After being sexually assaulted, Christina Turner was prescribed post-exposure prophylaxis (PEP) to prevent potential HIV transmission from taking place. She did not contract the virus. But, the Huffington Post reports, the Florida resident was later denied health coverage when an insurer learned she had taken HIV medication, which raised questions about her medical history.

Such stories are among the results of the Huffington Post Investigative Fund's citizen journalism project, which invites readers to share stories and personal anecdotes about their experiences with insurance companies. The Fund's investigation hopes to reveal data that can help the nation address the larger issue of health care reform.

Some women have told the Fund they were denied insurance because of preexisting conditions that resulted from being raped, such as post-traumatic stress disorder or a sexually transmitted infection. Others claimed that insurers turn down long-term mental health care to sexual assault victims.
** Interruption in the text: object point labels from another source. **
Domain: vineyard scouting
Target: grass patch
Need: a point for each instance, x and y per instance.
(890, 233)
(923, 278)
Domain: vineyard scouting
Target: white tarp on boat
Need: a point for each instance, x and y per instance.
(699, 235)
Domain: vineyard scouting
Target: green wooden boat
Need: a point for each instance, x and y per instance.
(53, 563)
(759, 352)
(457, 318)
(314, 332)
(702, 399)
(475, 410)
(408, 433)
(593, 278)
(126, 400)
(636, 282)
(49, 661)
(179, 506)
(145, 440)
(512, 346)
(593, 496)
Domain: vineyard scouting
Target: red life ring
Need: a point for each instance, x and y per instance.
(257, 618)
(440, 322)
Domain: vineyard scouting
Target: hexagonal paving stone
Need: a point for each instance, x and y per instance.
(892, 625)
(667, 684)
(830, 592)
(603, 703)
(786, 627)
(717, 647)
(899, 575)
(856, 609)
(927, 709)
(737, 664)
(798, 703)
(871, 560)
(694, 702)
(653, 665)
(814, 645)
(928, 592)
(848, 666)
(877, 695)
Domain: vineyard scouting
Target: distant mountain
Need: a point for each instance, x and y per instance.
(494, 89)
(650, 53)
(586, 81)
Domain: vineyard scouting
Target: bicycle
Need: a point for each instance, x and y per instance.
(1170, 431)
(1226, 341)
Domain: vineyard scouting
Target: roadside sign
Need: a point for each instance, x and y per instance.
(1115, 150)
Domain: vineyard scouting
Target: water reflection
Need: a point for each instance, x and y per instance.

Magellan Behavioral Health Services, one of the nation's biggest managed-care companies, went on the defensive. “We're not denying care,” said its medical director Lawrence Nardozzi, MD. “We are exercising our responsibility to make sure that medical necessity is met.”

According to experts, once patients mention they have taken HIV medications at any time, many insurers will assume they are HIV positive and deny them coverage regardless of their actual serostatus. “It's basically an automatic no,” said Cindy Holtzman, an insurance agent and medical billing expert at the Georgia-based Medical Refund Service.

“What are you supposed to tell women now?” asked Diana Faugno, a forensic nurse in California. “Well, I guess you have a choice—you can risk your health insurance, or you can risk AIDS. Go ahead and choose.”